# Gibson Les Paul Custom Shop (Kingston)



## Oho (Jan 12, 2021)

Someone go help this lady make a down payment for a house. I’m sure she could be talked down in price. 

You could also send it to me if you really wanted, haha. 









Kijiji - Buy, Sell & Save with Canada's #1 Local Classifieds


Visit Kijiji Classifieds to buy, sell, or trade almost anything! New and used items, cars, real estate, jobs, services, vacation rentals and more virtually anywhere.




www.kijiji.ca


----------



## TubeStack (Jul 16, 2009)

Maybe it's because she's not a player, but it seems a bit suspect? Doesn't look like a lefty guitar and the 2nd and 3rd pics are stock Tangerine LP Studio pics.


----------



## Oho (Jan 12, 2021)

TubeStack said:


> Maybe it's because she's not a player, but it seems a bit suspect? Doesn't look like a lefty guitar and the 2nd and 3rd pics are stock Tangerine LP Studio pics.

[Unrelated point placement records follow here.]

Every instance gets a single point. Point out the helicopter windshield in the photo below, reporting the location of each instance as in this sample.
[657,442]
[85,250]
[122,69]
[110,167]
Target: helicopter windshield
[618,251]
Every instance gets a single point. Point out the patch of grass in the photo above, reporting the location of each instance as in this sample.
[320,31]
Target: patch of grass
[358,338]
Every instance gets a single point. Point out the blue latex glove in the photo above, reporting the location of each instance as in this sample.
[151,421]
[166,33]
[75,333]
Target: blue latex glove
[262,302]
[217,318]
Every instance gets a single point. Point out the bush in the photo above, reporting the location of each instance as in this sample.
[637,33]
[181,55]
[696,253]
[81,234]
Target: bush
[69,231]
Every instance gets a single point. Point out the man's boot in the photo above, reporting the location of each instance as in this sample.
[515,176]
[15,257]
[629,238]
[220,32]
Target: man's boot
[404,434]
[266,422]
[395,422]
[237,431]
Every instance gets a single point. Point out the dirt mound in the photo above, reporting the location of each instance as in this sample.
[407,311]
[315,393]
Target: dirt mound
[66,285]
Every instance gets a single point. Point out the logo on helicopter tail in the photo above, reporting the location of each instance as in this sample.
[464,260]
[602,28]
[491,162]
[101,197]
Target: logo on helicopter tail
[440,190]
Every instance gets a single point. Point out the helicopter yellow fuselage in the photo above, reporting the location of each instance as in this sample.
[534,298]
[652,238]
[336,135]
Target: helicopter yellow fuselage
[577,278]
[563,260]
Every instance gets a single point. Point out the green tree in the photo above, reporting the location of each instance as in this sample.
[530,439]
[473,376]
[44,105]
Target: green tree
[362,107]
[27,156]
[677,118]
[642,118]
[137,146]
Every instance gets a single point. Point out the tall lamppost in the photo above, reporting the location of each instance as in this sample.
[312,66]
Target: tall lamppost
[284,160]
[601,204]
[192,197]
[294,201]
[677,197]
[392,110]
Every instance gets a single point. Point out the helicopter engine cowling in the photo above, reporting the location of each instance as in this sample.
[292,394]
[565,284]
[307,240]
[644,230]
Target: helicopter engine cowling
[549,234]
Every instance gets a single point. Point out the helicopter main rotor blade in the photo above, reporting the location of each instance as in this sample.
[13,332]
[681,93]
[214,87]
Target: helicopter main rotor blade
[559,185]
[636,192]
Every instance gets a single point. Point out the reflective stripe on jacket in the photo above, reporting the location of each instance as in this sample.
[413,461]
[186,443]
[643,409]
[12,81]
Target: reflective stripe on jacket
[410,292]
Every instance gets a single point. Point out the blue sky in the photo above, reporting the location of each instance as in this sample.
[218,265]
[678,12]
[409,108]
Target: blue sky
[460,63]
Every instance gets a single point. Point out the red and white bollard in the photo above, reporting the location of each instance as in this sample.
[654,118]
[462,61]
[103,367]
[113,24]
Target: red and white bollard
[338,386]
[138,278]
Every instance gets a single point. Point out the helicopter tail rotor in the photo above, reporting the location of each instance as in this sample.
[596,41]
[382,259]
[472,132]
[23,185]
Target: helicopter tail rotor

Yeah, I figured that she googled orange Les Paul and came up with those studio pictures. I think this person just doesn’t know anything about guitars and has a really nice one laying around. But, it could just as easily be a scam.


----------



## Jalexander (Dec 31, 2020)

I messaged yesterday with no response. I think this is a Standard with quilted maple top. Nice guitar but not a $4000 guitar.


----------



## TubeStack (Jul 16, 2009)

Ad’s gone now.


----------



## SingleCoil (May 13, 2021)

Scam, stay away.....probably the guy will repost it again, says he needs down payments first, wants an emt before you go see the guitar and he will give you a fake address.


----------



## Oho (Jan 12, 2021)

Dang, that’s too bad. I thought by down payment, they were referring to raising money for a down payment on a house.


----------